If true, the accounts would confirm Stone knew about the Podesta and Democratic National Committee email hacks months before their release.

Nunberg has described the alleged conversation in interviews with special counsel Robert Mueller, according to the Post.

Stone denied the Post’s reporting, telling the paper his comment to Nunberg about talking to Assange was a misinterpreted “joke” and that he had no prior knowledge of the stolen emails.

In the final stretch of the 2016 race, however, Stone bragged about being in contact with the WikiLeaks founder and strongly suggested he knew about the hacked emails. In an Aug. 8, 2016, appearance at the Southwest Broward Republican Organization, he was asked about a possible “October surprise” from Assange.

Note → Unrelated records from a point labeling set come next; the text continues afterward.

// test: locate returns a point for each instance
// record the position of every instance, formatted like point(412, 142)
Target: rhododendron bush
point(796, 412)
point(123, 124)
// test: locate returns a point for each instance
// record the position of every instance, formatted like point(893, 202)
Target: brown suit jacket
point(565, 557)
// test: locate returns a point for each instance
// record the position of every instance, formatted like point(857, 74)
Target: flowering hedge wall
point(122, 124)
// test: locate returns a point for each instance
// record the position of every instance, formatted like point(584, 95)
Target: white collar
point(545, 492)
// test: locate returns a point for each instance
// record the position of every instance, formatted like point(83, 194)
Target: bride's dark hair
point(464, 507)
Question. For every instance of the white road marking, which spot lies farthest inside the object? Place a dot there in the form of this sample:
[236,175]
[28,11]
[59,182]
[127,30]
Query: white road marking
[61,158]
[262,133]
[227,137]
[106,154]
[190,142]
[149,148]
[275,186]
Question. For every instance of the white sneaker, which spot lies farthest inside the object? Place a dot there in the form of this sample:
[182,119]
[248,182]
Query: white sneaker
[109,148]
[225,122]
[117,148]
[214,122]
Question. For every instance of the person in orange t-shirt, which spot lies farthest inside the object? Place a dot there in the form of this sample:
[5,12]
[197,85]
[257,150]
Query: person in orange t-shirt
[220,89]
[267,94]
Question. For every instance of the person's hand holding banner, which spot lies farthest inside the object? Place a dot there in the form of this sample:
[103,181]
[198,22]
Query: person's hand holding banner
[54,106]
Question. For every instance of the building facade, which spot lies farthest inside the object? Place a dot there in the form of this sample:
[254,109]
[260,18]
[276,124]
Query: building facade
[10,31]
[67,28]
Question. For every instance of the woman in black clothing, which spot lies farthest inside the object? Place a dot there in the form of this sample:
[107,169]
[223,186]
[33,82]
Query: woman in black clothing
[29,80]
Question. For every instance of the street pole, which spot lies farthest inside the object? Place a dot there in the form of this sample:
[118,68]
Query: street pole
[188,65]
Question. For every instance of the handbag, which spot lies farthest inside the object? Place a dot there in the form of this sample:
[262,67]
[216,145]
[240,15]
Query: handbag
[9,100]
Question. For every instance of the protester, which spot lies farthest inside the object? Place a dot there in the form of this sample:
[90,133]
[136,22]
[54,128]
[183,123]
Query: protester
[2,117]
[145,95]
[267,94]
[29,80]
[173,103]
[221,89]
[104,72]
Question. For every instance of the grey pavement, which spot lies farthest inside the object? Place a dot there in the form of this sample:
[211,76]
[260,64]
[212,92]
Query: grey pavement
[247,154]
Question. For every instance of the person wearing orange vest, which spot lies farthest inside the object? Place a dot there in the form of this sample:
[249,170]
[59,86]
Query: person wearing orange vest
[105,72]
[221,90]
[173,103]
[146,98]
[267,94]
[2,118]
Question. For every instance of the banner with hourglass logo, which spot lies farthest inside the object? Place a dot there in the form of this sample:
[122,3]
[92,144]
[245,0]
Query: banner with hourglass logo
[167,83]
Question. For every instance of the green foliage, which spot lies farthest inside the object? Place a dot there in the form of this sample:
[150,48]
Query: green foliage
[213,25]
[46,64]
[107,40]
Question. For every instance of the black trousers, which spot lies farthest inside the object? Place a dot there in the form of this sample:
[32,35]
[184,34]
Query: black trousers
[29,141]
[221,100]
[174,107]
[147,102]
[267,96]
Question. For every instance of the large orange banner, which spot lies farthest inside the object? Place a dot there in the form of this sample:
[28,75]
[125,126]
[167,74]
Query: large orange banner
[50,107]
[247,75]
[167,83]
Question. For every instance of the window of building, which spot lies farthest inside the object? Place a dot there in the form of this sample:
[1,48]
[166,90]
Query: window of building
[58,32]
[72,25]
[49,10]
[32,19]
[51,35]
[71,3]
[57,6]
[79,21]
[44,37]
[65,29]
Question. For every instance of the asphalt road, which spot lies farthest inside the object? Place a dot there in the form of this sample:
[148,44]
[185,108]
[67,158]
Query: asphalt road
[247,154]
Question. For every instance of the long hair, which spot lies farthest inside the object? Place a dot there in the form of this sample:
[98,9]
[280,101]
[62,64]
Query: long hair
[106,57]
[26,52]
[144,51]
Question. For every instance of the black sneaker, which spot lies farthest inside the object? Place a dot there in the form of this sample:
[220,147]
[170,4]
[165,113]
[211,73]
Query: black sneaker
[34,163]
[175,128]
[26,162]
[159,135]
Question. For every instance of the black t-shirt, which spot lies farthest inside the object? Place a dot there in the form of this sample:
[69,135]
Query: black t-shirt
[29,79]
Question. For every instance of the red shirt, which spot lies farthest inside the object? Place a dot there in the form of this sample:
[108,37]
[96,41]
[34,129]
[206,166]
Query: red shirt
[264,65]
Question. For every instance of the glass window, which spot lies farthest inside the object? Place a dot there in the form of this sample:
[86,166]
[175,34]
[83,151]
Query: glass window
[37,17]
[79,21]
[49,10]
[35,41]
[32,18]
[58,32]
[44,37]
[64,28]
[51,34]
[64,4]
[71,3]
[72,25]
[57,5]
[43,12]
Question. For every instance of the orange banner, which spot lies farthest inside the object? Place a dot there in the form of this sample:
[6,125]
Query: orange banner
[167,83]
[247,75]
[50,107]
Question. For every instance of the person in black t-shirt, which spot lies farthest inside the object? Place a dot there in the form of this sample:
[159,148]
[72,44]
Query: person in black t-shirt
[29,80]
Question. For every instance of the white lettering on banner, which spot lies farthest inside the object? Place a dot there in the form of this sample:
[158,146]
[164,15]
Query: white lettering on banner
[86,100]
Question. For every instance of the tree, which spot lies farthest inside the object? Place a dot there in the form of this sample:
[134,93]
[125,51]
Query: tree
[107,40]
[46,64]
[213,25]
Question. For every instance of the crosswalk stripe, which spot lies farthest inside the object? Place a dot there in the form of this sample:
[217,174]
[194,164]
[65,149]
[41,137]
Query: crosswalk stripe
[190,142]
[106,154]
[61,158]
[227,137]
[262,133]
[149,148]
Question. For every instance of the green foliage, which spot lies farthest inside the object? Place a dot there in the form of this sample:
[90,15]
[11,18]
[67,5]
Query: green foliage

“I actually have communicated with Assange,” Stone said. “I believe the next tranche of his documents pertain to the Clinton Foundation, but there’s no telling what the October surprise may be.”

Later that month, Stone tweeted it would soon be “Podesta’s time in the barrel.” On Oct. 5, he tweeted there was a “payload coming.”

Days later, WikiLeaks published thousands of Podesta emails related to the Clinton Foundation, along with partial transcripts of closed-door speeches Clinton had given to Wall Street giants.

“It’s a reasonable conclusion that Mr. Stone had advanced warning and the Trump campaign had advanced warning about what Assange was going to do,” Podesta said at the time, according to the Guardian.

Brian Fallon, then a spokesperson for the Clinton campaign, accused Assange of “colluding with [the] Russian government to help Trump.”

In February, Assange dismissed the allegation he had contact with Stone.

Jack Taylor/Getty Images

However, several individuals in Trump’s orbit had confirmed contacts with Assange’s organization in 2016.

The president’s eldest son, Donald Trump Jr., exchanged a series of messages with WikiLeaks in October 2016 in which he appeared to coordinate with the organization.

Jared Kushner, Trump’s son-in-law and senior adviser, came under scrutiny in November after it was revealed he’d failed to provide Senate investigators with a 2016 email related to WikiLeaks.

Cambridge Analytica CEO Alexander Nix, the Trump campaign’s data chief, reportedly tried to enlist Assange’s help obtaining thousands of Clinton’s deleted emails in 2016.

Trump himself is not known to have directly communicated with Assange, though he did praise the organization repeatedly in the weeks leading up to the election.

“WikiLeaks,” Trump said in October of that year. “I love WikiLeaks.”

WikiLeaks has been under significant scrutiny as Mueller investigates possible collusion between the Trump campaign and the Kremlin. The organization is considered by U.S. intelligence to be a “non-state hostile intelligence service often abetted by state actors like Russia,” as incoming Secretary of State Mike Pompeo described it in 2017, when he was director of the CIA.

In an unhinged March 2017 online rant, Stone claimed to have had a “perfectly legal back channel to Assange who indeed had the goods on #CrookedHillary.”